After Sasha disappeared, Essex County OPP issued a media release asking people to keep an eye out for her. Volunteer search parties fanned out across the Harrow area.
The Brown family had to go back to Ottawa after Thanksgiving, but returned to Harrow Friday to continue the search. The bad news came around 6:30 p.m. Sunday. Brown said friends and volunteers had been out searching and putting up flyers.
After spotting a collar on the Arner Townline near the Heritage Village, one of the searchers found Sasha’s dead body at the bottom of a deep ditch.
“Somebody saw a red collar on the side of the Arner, and they said it had been there on Saturday as well,” said Brown. “They went and they found the collar, and then found her. They would never had found her if we didn’t know about the collar.”
She suspects someone ran over Sasha Friday night.

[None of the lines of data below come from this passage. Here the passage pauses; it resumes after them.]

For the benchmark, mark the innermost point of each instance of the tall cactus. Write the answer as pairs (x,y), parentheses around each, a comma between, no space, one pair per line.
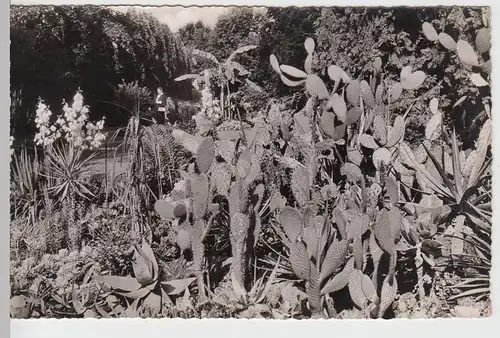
(194,210)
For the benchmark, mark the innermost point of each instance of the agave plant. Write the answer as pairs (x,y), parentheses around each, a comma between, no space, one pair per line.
(146,288)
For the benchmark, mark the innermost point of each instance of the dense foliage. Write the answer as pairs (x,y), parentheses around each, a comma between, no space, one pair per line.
(322,173)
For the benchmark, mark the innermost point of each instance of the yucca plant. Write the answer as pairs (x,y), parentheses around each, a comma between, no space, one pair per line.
(146,288)
(27,177)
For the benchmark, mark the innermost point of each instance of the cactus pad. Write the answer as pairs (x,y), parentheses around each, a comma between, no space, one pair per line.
(291,221)
(397,132)
(352,93)
(368,141)
(316,87)
(381,156)
(300,185)
(356,289)
(352,172)
(379,129)
(334,258)
(165,209)
(200,188)
(340,280)
(183,239)
(300,260)
(388,294)
(353,115)
(179,210)
(205,155)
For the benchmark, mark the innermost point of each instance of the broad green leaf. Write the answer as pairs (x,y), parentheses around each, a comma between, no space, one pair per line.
(293,72)
(309,45)
(119,283)
(429,32)
(414,80)
(478,80)
(177,286)
(274,63)
(467,54)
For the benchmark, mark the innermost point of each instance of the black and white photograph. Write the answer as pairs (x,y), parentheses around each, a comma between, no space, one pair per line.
(250,162)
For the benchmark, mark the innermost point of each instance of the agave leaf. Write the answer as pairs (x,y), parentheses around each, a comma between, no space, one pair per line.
(205,55)
(300,260)
(119,283)
(483,143)
(293,72)
(469,293)
(467,54)
(429,32)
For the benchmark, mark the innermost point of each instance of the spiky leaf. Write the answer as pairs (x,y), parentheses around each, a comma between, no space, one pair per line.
(274,63)
(388,294)
(309,45)
(483,40)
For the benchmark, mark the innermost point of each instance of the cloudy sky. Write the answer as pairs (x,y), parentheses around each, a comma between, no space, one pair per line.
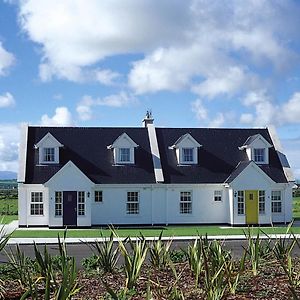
(194,63)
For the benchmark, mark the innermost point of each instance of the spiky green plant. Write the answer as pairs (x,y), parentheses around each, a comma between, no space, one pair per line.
(107,256)
(134,260)
(195,259)
(160,252)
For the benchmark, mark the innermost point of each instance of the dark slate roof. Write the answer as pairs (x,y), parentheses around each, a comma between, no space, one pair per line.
(87,149)
(217,158)
(238,170)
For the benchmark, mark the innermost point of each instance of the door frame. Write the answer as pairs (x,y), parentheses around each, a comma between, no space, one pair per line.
(251,207)
(70,213)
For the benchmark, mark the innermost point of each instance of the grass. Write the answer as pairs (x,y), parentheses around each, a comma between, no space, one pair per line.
(8,205)
(148,232)
(6,219)
(296,207)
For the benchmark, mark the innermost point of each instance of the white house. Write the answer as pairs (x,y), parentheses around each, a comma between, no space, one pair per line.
(81,177)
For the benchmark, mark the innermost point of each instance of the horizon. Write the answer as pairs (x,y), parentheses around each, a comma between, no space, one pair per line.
(193,63)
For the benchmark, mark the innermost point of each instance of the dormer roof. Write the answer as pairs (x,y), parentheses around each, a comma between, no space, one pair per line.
(182,139)
(251,139)
(118,141)
(48,140)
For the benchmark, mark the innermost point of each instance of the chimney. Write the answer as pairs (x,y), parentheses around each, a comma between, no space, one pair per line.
(148,119)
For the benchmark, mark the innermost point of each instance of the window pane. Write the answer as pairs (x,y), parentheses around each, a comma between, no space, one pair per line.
(48,154)
(259,155)
(98,196)
(185,206)
(124,154)
(132,205)
(218,195)
(187,154)
(276,202)
(36,205)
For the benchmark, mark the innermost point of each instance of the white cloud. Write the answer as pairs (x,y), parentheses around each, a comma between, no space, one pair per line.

“If they knew they hit her and they left her there, that really saddens me,” said Brown. “Maybe they looked and didn’t find her. But it saddens me to know that happens, that anybody could hit an animal and then just leave it on the side of the road.”
Despite the sad conclusion to the search, Brown said she was inspired by all the kind people who spent days searching for Sasha.
“I’m so grateful to everybody in Essex County and Windsor who helped, who had her in their thoughts,” said Brown. “It’s nice to know there’s community out there, a community that cares.”